Due to the action of plasma during the etchback process (step 65b), the surface of the PE-TEOS layer becomes rough. Therefore, an NH.sub.3 plasma treatment (step 66) is provided to make the surface of the PE-TEOS layer smooth by removing the impurities deposited on the PE-TEOS layer and to enhance the bonding force between the PE-TEOS layer and an ozone TEOS (O.sub.3 -TEOS) layer that will be deposited on the PE-TEOS layer.
The O.sub.3 -TEOS layer and another PE-TEOS layer are deposited on the silicon substrate and sidewall of the trench at step 67, and finally an annealing process 68 follows. The annealing process 68 occurs at about 1050.degree. C. under N.sub.2 atmosphere for about 60 minutes.
The disadvantages of the method for forming trench isolation using a trench etching process (step 63) are as follows:
First, the bonding between the sidewall of the trench and the sidewall silicon dioxide layer may become weaker during the trench etching process (step 63) and the etchback process (step 65b) due to the effect of plasma on the sidewall of the trench.
Second, the sidewall silicon dioxide and sidewall of the trench (SiO.sub.2 -Si) interface can get separated. This separation at the SiO.sub.2 -Si interface is caused by thermal shrink during annealing (step 68) or by the oversaturation of ions or atoms in the SiO.sub.2 -Si interface while filling the trench with an insulator.

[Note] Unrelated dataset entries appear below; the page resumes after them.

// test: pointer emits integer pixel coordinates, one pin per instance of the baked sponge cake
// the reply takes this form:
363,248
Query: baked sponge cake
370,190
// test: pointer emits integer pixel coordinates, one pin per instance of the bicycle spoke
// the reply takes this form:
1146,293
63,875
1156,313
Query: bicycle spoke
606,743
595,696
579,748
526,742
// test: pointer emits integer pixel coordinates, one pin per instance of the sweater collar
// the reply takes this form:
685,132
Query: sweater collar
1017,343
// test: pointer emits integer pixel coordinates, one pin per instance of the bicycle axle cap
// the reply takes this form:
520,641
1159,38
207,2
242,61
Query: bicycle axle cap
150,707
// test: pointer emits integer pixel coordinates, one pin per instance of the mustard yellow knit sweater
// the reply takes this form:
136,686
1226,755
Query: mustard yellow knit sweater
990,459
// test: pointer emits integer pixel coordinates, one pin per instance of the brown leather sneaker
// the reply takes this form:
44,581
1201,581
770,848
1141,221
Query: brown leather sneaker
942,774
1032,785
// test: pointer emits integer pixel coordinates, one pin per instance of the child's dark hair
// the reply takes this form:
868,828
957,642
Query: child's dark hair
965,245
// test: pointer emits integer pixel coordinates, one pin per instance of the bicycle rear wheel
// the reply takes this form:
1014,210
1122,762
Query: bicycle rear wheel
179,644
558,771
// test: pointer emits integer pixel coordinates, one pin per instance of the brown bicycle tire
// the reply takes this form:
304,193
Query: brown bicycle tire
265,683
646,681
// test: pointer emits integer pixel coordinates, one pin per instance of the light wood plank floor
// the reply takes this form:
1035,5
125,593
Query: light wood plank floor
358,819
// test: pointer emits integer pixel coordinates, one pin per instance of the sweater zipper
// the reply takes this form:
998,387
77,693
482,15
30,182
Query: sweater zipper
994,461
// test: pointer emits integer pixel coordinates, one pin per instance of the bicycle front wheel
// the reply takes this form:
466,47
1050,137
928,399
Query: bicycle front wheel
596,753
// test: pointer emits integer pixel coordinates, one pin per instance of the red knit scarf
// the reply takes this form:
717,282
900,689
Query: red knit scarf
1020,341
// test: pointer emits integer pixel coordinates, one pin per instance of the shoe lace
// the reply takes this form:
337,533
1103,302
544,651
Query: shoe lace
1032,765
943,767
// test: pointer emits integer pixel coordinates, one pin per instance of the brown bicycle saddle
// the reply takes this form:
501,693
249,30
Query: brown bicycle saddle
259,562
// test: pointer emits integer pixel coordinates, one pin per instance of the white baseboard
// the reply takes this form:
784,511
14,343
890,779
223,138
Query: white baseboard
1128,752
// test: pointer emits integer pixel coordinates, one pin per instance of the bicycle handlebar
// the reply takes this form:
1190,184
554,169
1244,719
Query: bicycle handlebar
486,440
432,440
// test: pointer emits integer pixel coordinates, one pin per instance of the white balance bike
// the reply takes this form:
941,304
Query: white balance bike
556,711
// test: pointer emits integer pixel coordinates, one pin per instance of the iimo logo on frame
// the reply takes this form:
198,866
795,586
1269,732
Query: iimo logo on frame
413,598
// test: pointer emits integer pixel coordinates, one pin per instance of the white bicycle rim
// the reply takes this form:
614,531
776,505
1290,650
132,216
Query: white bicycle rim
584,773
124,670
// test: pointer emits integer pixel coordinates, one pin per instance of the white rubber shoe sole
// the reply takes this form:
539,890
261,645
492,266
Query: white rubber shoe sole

Thus, these defects at the SiO.sub.2 -Si interface may occur when trench isolation is formed according to a conventional process. Due to the defects such as dislocation and well leakage point, a resulting semiconductor chip may not operate correctly.
FIG. 2 is a schematic drawing of a vertical scanning electron microscope (V-SEM) cross-sectional view of a trench. As shown in FIG. 2, a void 15 has been formed between the silicon substrate 10 and the sidewall silicon dioxide layer 12. This void 15 has its origin in the material formed at the SiO.sub.2 -Si interface 11 or in the separation at the SiO.sub.2 -Si interface 11. If the etch rate of the material formed at the SiO.sub.2 -Si interface 11 is higher than that of the sidewall silicon dioxide 12a and the silicon substrate 10, this material is etched away in advance of the sidewall silicon dioxide 12a and the silicon substrate 10 during the chemical process for V-SEM analysis. That is the reason why the SiO.sub.2 -Si interface 11 is susceptible to damage.
FIG. 2 shows a silicon dioxide layer 12 on the silicon substrate 10, a silicon nitride layer 14, a hard mask 16, and a trench 13 filled with insulator 17. The insulator 17 may contain such materials as PE-TEOS 17c, O.sub.3 -TEOS 17b, and PE-TEOS 17a.